The Victoria and Albert Museum was having two computer-related exhibitions. Images follow: cc-by-sa on everything.

The first was Chance and Control: Art in the Age of Computers, which was mostly early computer art from the 1960s and 1970s. Of particular relevance was Cybernetic Serendipity, a show at the ICA in 1968; the V&A bought many of the static pieces when that show closed.

Manfred Mohr's P-122, P-155, P-049 and P-021, exploring shapes derived from the cube.

Andy Lomas' Cellular Form 170070025 based on a cell growth simulator.

Rather more recent, Mark Wilson's e4708, with a surprising depth to it.

Then it was on to Videogames: Design/Play/Disrupt, which was largely about the design process, but (given that it's the V&A) on an entirely non-technical level. It was definitely aimed more at artists than at people who knew anything about video games (with a certain defensive "video games can be art too" feel about it which everyone else accepted at least ten years ago). That said, it did a good job of presenting the artistic side.

Storyboard for Journey

Avatar clothing, and merchandising, for Splatoon.

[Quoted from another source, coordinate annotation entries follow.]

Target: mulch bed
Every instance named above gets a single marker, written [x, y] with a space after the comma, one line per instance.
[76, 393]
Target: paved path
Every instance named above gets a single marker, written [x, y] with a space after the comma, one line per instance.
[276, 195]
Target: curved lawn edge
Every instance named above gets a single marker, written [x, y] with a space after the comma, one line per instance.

Surprisingly physical design tools (they were very reluctant to show anything like computer-based design).

The overall layout of the main room, with mesh screens dividing the areas.

The exhibition continued with a small display on political implications (very basic, and mostly mentioning the good stuff rather than the endless stream of "blow away non-white people" shooters), and a large screen with a loop of various things inspired by games (fan art, massive organisations within games that arose spontaneously rather than being enforced by the code, etc.).

A driving simulator based on an actual wrecked car.

And of course the inevitable post-display shop.